During the Non-Competition Period, I shall not, on my behalf or on behalf of any other Person, directly or indirectly, solicit, contact, call upon, communicate with or attempt to communicate with any Person which was a client or a bona fide prospective client of ADP before the Termination Date to sell, market, license, lease or provide any software, product or service competitive or potentially competitive with any software, product or services sold, marketed, licensed, leased, provided or under development by ADP during the two-year period prior to the Termination Date.
 
 
 

 
 
 
4.
During the Non-Competition Period, I will not, directly or indirectly (i) hire, contract with, solicit, or encourage to leave ADP’s employ any ADP employee, or (ii) hire or contract with any former ADP employee within one year after the date such person ceases to be an ADP employee.

 
5.
During my employment by ADP, I shall not accept any position (unless such position is to commence after my employment ceases), compensation, reimbursement or funds, or their equivalent, from any Person engaged in any business in which ADP is engaged.

 
6.
A violation of the foregoing covenants not to compete, not to disclose, not to solicit and not to hire will cause irreparable injury to ADP.  ADP shall be entitled, in addition to any other rights and remedies it may have at law or in equity, to an injunction enjoining and restraining me from performing, and continuing in the performance of, any such violation.

 
7.
I understand and acknowledge that ADP shall have the sole and exclusive rights to anything relating to its actual or prospective business which I conceive or work on, either in whole or in part, while employed by ADP and that all such work product may be property of ADP as “works for hire” under federal copyright law and may also constitute ADP confidential and proprietary information.  Accordingly, I:

 
(a)
will promptly and fully disclose all such items to ADP and will not disclose such items to any other Person without ADP’s prior consent;

 
(b)
will maintain on ADP’s behalf and surrender to ADP upon termination of my employment appropriate written records regarding all such items;

 
(c)
will, but without personal expense, fully cooperate with ADP, execute all papers and perform all acts requested by ADP to establish, confirm or protect its exclusive rights in such items or to enable it to transfer legal title to such items, together with any patents that may be issued;

 
(d)
will, but without personal expense, provide such information and true testimony as ADP may request regarding such items including, without limitation, items which I neither conceived nor worked on but regarding which I have knowledge because of my employment with ADP; and

 
(e)
hereby assign to ADP, it successors and assigns, exclusive right, title and interest in and to all such items, including any patents which have been or may be issued.
 
 
 

 

 
 
8.
My obligations under this Agreement shall be binding upon me regardless of which office(s) of ADP I am employed at or position(s) I hold and shall inure to the benefit of any successors or assigns of ADP.  This Agreement supplements and does not supersede any prior agreement(s) on the subject matter addressed herein.

 
9.
If any provision of this Agreement is invalid or unenforceable, the balance of this Agreement shall remain in effect.  This Agreement shall be governed by, and construed in accordance with, the laws of the State of New Jersey.

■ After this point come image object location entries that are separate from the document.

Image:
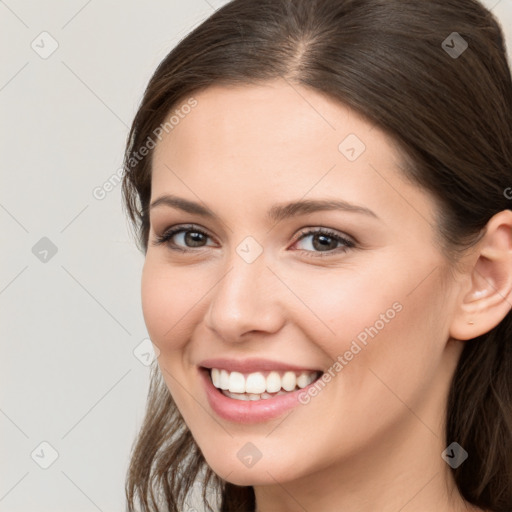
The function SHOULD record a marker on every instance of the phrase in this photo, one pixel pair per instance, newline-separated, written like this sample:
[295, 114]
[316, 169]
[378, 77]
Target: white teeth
[216, 377]
[273, 382]
[236, 382]
[256, 386]
[223, 380]
[255, 383]
[289, 381]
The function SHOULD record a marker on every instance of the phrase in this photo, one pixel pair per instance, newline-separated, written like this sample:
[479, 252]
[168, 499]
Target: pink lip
[252, 411]
[252, 365]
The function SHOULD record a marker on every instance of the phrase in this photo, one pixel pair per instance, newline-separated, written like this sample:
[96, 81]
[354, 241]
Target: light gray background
[70, 324]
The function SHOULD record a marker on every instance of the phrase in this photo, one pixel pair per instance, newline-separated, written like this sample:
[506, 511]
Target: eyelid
[349, 241]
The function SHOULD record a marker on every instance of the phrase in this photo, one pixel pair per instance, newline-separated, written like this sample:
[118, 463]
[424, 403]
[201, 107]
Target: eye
[324, 242]
[188, 235]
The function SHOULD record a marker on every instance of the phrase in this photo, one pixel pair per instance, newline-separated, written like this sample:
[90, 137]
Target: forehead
[261, 144]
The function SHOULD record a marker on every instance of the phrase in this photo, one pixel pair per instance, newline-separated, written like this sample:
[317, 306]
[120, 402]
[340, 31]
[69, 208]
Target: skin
[372, 438]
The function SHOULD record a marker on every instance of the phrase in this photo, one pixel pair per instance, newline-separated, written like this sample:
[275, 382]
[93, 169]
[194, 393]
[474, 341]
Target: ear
[486, 293]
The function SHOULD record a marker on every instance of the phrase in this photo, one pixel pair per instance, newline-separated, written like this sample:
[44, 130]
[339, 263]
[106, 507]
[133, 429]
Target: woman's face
[365, 300]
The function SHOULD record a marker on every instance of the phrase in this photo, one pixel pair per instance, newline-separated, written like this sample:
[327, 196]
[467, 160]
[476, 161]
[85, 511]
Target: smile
[261, 385]
[242, 395]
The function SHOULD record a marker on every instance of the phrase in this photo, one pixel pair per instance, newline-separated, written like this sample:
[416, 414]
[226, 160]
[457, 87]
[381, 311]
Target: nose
[246, 300]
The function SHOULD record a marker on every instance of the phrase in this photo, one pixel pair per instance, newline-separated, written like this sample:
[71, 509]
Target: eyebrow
[276, 213]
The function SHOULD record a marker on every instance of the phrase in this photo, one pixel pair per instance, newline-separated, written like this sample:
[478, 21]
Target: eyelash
[348, 244]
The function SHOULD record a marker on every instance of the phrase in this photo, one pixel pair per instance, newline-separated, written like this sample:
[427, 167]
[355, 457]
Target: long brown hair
[399, 64]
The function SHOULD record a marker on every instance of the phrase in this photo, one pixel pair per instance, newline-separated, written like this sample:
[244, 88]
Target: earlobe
[489, 279]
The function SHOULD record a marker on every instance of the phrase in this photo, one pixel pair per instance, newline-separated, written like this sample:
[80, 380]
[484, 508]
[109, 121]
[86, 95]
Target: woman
[320, 191]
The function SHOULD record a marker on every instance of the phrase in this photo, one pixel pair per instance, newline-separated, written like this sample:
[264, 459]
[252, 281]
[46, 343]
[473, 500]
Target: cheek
[166, 303]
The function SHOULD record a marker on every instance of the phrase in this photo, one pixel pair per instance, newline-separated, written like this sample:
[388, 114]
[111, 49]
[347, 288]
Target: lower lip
[249, 411]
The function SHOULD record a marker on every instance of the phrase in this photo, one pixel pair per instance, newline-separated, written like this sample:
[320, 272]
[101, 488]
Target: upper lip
[252, 365]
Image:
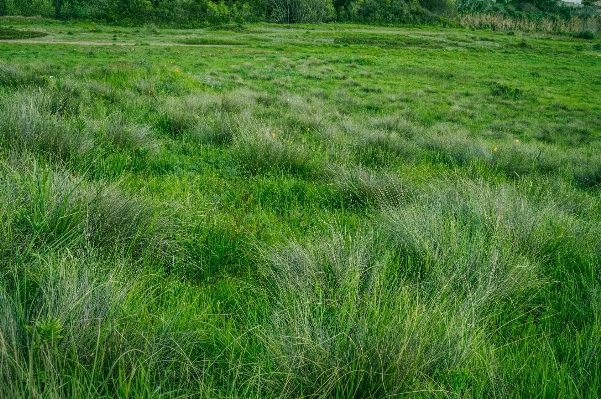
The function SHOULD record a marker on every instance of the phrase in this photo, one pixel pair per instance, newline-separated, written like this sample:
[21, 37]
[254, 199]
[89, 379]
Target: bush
[300, 11]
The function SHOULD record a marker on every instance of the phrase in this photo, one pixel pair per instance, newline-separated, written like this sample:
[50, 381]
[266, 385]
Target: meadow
[304, 211]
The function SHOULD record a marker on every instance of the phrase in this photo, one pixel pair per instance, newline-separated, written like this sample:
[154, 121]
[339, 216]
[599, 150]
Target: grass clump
[29, 124]
[585, 34]
[260, 153]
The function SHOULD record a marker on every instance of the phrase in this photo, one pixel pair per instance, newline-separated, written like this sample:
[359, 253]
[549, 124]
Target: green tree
[299, 11]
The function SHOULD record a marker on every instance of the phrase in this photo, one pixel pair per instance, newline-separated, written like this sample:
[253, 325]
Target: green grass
[318, 211]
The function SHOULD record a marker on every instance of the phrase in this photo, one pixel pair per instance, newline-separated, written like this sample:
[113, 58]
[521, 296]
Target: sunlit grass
[319, 211]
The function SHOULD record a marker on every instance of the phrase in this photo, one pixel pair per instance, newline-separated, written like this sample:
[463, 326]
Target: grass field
[311, 211]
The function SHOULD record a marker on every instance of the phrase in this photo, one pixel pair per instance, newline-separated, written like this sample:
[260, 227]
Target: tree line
[203, 12]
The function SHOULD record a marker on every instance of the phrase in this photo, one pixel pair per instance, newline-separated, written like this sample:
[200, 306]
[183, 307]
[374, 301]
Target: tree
[299, 11]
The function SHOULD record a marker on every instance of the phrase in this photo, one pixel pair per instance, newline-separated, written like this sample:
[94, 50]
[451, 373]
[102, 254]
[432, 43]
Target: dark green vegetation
[15, 34]
[197, 13]
[321, 211]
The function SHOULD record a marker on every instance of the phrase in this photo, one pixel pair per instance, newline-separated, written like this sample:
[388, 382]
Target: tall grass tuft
[45, 209]
[346, 325]
[28, 122]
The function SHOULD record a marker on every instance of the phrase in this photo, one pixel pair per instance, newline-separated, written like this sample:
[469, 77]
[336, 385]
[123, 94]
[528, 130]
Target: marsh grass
[30, 123]
[408, 215]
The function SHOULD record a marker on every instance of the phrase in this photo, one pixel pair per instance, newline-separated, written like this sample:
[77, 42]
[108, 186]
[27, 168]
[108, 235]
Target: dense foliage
[202, 12]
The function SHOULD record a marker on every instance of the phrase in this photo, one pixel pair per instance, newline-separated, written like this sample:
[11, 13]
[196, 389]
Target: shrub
[300, 11]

Any waiver of any provision of this Agreement shall be valid only if set forth in an instrument in writing signed by ADP.  Any waiver of any provision shall not be construed as a subsequent waiver of the same provision, or a waiver of any other provision, of this Agreement.  I acknowledge that the terms of this Agreement are reasonable and that I have had a reasonable opportunity to consult with an attorney before agreeing to the terms of this Agreement.